Por fim, e em correspondência com a forma de Estado «democracia popular», temos a sua forma específica de governo — a ditadura do proletariado. Esta consiste no poder dos trabalhadores, no domínio da classe operária e tem como fim a construção do socialismo.

«A ditadura do proletariado — escreveu Lenine («Obras», volume XXIX, págs. 387) — se traduzirmos este termo latino, científico, histórico-filosófico, em linguagem mais simples, significa isto: — só uma determinada classe, a dos operários urbanos e, em geral, os operários fabris, industriais, está em condições de dirigir. o conjunto de trabalhadores e explorados na luta para derrubar o jugo do capital e, no momento em que este é derrubado, na luta para manter e consolidar a vitória com o objectivo de criar um regime social novo, socialista, e ainda na luta para a completa supressão das classes».

É evidente que o poder da classe operária, como forma de governo concretamente determinada pelas condições históricas de tal luta, adquire formas específicas, diversas em cada país ou época.

«Todas as nações chegarão ao socialismo — escreveu também Lenine («Obras», volume XXIII, págs. 58) — isso é inevitável». Mas não exactamente da mesma maneira, pois cada uma dará traços próprios a esta ou àquela forma de democracia, a uma ou outra variedade de ditadura do proletariado, num ou noutro ritmo das transformações socialistas dentro dos distintos sectores da vida social».

Assente-se em que as diferentes formas de ditadura do proletariado (só os cérebros monolíticos pensam que ela é modelo rígido para todos os povos e épocas) se estruturam em dependência da correlação de forças de classe na revolução, e da violência do seu choque. Na hipótese de as classes dominantes resistirem pela força, ver-se-á a classe operária obrigada a destruir por completo todas as instituições políticas em que se apoiava a burguesia.
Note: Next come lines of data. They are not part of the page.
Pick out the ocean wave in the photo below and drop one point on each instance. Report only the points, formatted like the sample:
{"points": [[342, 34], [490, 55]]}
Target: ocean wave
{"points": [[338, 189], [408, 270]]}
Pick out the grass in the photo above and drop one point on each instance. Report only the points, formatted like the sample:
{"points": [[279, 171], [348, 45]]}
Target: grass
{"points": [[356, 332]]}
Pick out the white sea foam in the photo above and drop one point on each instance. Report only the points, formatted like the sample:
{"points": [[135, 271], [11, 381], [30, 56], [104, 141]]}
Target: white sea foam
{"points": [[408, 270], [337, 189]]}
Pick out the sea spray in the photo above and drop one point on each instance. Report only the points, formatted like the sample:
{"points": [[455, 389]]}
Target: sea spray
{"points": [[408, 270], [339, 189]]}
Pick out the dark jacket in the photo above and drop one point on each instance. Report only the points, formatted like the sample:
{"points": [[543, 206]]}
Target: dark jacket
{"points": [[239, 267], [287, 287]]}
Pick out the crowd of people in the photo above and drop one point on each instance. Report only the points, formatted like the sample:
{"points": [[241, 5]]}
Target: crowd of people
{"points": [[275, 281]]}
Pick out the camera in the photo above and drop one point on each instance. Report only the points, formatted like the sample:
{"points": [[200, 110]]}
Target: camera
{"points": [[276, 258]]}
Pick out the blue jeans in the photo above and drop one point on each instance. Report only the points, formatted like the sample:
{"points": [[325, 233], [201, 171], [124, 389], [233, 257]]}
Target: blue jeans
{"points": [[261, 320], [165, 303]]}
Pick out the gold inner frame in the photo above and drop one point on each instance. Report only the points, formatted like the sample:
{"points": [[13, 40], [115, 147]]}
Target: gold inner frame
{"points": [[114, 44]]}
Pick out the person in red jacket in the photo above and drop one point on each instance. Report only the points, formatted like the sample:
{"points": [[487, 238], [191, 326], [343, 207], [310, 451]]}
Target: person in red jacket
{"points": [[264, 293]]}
Se ao contrário, porém, no curso da revolução se consegue uma superioridade tal sobre a reacção, de modo que o poder passa para a çlasse operária por via pacífica, então resultará possível aproveitar alguns dos velhos órgãos políticos, por exemplo o Parlamento, ainda que transformado de conformidade com os interesses da construção socialista.

Nas famosas «Teses de Abril» — expostas alguns meses antes da insurreição de Outubro de 1917 — Lenine admitiu, no rigor destes princípios, a possibilidade de que, segundo as condições peculiares que então se verificavam na Rússia czarista, o poder passasse por meios pacíficos para as mãos do proletariado. Tal afigurara-se-lhe possível pois o governo provisório não tomara ainda o caminho da violência contra a classe operária. Como, aliás, observou Adolfo Sánchez Vázquez em «Filosofia da Praxis», edição brasileira da editora «Paz e Terra», 1968, págs. 399-400, Lenine previra

«uma possibilidade de transformação radical pacífica no período anterior à Revolução de Outubro, mas ele mesmo afastou essa possibilidade quando os acontecimentos tomaram novo curso».